New research suggests that the cost of groceries, which has skyrocketed over the past six years, is making it virtually impossible for families on benefits to feed their children healthily.
According to lead researcher, Dr Joanna Strom from the University of Auckland School of Population Health, nutrition is important for children because they are developing and “what we eat affects not only our physical health but also mental health”.
“If kids are hungry and not eating well, then it impacts their learning, too,” Strom says.
“But also, if kids are eating overly processed, high-fat, high-sugar foods and becoming overweight, with poor dental health, they can’t move their bodies well and that impacts how they interact with other kids,” she says.
“You want the foundations in childhood to be the best they can be.”
According to the Ministry of Health, approximately one third of all Kiwi children are classified as overweight or obese, and only 5.4% of children aged two to 14 eat the recommended number of servings of vegetables each day.
Strom has developed a tool in Excel that models weekly grocery prices for children aged one to 18 and an adult male and female.
In her research, Strom used the tool to model costs for a family with two children.
She found those food-basket prices increased by 35% in the six years from 2018 to December 2023.
The largest annual increases in food prices were 11.7% in 2022 and 13.6% in 2023.
However, Strom also worked out the costs for an example family whose children were growing over that time, with their additional food needs compounding the price increases so that the costs of groceries increased by more than 50% from $10,420 in 2018 to $16,083 in 2023.

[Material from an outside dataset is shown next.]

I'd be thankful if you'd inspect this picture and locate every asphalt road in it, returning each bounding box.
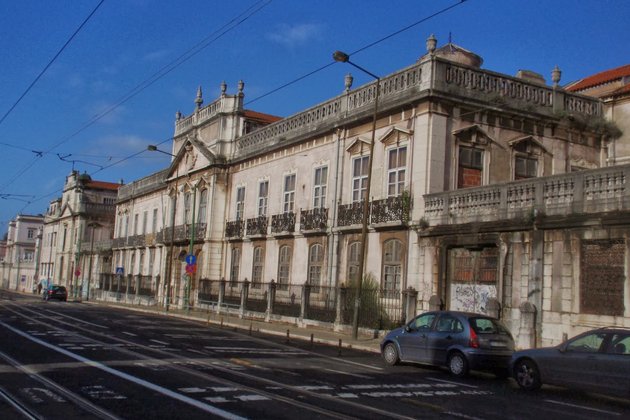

She focused on the lower cost foods within the food price index produced by Statistics New Zealand.
She created healthy food baskets that would meet the nutritional needs of children, according to Ministry of Health guidelines, for a family of four with children aged seven and 14.
“Generally, there has been a year-on-year increase in these lower cost healthy foods, over the past six years, which is higher than the food price index overall, and that is concerning,” Strom says.

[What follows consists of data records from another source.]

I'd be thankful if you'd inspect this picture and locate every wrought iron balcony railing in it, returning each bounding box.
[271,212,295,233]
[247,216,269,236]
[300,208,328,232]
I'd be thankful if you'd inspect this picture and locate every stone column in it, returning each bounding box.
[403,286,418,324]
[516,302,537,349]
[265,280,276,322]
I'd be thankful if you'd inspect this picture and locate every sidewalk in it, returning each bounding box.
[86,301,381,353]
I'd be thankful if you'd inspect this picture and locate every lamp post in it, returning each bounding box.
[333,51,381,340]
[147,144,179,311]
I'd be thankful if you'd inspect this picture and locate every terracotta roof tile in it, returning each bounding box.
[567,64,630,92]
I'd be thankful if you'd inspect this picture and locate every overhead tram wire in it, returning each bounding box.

Food price rises in the past five years have also been much higher at 6.6% per year than in the decade from 2007 to 2017 at 2.4% and, in the early period, healthy foods rose at the same rate as other foods.
Strom would like government agencies to consider using the tool she developed to produce publicly available estimates for feeding children of different ages or household make-ups.
This reporting could inform policy aimed at the whole food system, including incentives to farmers and growers to sell food locally, and local solutions such as free school meals.
Advocates could use the data to lobby for policy solutions that would improve people’s access to food and address inequities.
“Work must continue across the board to support households with children so they can access nutritious and healthy food and avoid the intergenerational effects associated with an unhealthy diet.
“Barriers need to be removed, so healthy choices are easy choices,” Strom says.